Can - Live in Cuxhaven 1976Le retour en vogue de Can nous a déjà valu deux sorties live ces dernières années, sous forme de deux concerts géants à Brighton et Stuttgart, captés en 1975, et mettant notamment en avant la période exploratoire et totalement passionnante consécutive au départ du chanteur japonais Damo Suzuki. Ces deux lives mettaient en scène un groupe soudé, en complète ébullition et pratiquant la semi-impro ou le free-jazz mode comme un des beaux arts. Les titres d’alors étaient longs, brillants, tortueux et quasi romantiques dans leur manière d’exprimer la liberté des instrumentistes. A côté de ces disques là, ce live in Cuxhaven, capté une année plus tard, présente un groupe tout à fait différent, moins bavard et dominé par le guitariste Michael Karoli et le bassiste Holger Czukay. Le premier a le jeu vif, souple et comme agité par une pulsation funk qu’entretient savamment le batteur Jaki Liebezeit, dont le jeu métronomique n’est plus à vanter. Liebezeit est ici aussi décisif qu’il l’aura été sur Tago Mago, un guide et une ancre pour tout ce qui se passe autour. Karoli constitue sur les quatre plages que comporte le disque (titres courts pour Can dont aucun ne dépasse les huit minutes) la principale attraction/distraction du combo. Ses entrées sur Drei sont diaboliques et sa manière de broder en touché autour du thème principal est redoutable. A leurs côtés, Czukay jouerait presque comme un fonctionnaire, soutenant le tempo et le rythme avec plus d’application que d’inventivité et de fantaisie.

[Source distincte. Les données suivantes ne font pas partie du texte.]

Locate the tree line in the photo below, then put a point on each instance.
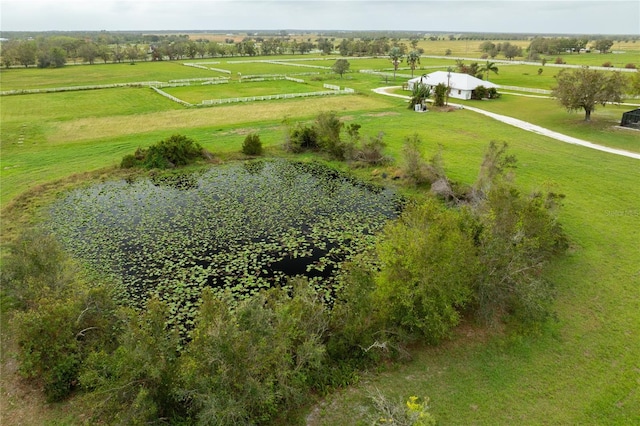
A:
(56, 51)
(472, 251)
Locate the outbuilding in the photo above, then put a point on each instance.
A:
(462, 85)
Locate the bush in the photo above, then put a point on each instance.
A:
(177, 150)
(129, 161)
(414, 166)
(440, 95)
(328, 127)
(252, 145)
(138, 382)
(427, 270)
(244, 366)
(480, 93)
(301, 138)
(34, 267)
(493, 93)
(62, 318)
(370, 151)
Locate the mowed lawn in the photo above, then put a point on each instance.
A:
(580, 369)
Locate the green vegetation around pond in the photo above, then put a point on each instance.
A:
(579, 368)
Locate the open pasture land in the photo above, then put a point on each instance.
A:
(603, 128)
(580, 369)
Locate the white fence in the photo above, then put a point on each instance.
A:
(76, 88)
(274, 97)
(185, 80)
(298, 65)
(384, 74)
(526, 89)
(173, 98)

L’ensemble est paradoxalement plus monolithique qu’en fusion, plus serré que dissolu, contrastant avec la folie furieuse qu’apportaient la voix et la présence de Suzuki. Il n’en reste pas moins que l’impression d’ensemble dégage une vraie fluidité. Irmin Schmidt, le clavier, qui est, de cette époque, le dernier survivant du groupe, a supervisé la reprise de ces enregistrements et arbitré en faveur d’une production souple, proche des instruments et qui rende bien les jeux de texture du moment. Le son est plus turbulent que soyeux, amenant finalement dans ce bruit de fond, le danger qui n’est pas si présent que ça dans les instrumentations.

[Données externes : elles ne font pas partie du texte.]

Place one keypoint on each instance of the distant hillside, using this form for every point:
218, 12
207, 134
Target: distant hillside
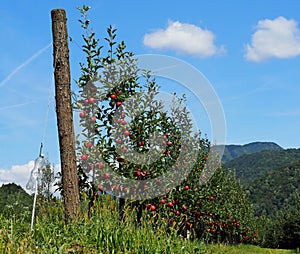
276, 190
249, 167
234, 151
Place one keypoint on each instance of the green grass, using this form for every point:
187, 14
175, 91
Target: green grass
102, 233
242, 248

Ce live in Cuxhaven présente un Can pas si turbulent et agité, pas si fougueux et débridé. Eins est une plage plutôt ennuyeuse et de nature ambient, tandis que Zwei repose beaucoup sur le dialogue entre la batterie et la guitare. Les huit minutes du titre font figure d’échauffement assez peu inspiré et qui ne mériterait pas tant d’attention si le groupe n’avait fourni d’autres travaux plus passionnants. Il faut attendre la 7ème minute de Drei pour que ça s’excite et que l’on ressente un engagement enflammé avec une vraie connexion dynamique entre les instruments. Le final de cette pièce est remarquable et se prolonge sur un Vier plutôt intéressant mais pas décisif non plus.

Si on n’a aucun doute que la soirée d’alors, donnée en Basse-Saxe, était glorieuse et stimulante en ce jour de 1976, sa captation n’est clairement pas un disque indispensable pour qui tenterait de comprendre en quoi Can était un groupe extraordinaire. On peut en apprécier la décontraction et la précision, la légèreté et l’esprit de décision. Pour le reste, c’est clairement un disque pionnier pour l’époque qui n’étonne pas 45 ans plus tard et une présentation d’un des visages les moins connus du groupe : sa sagesse.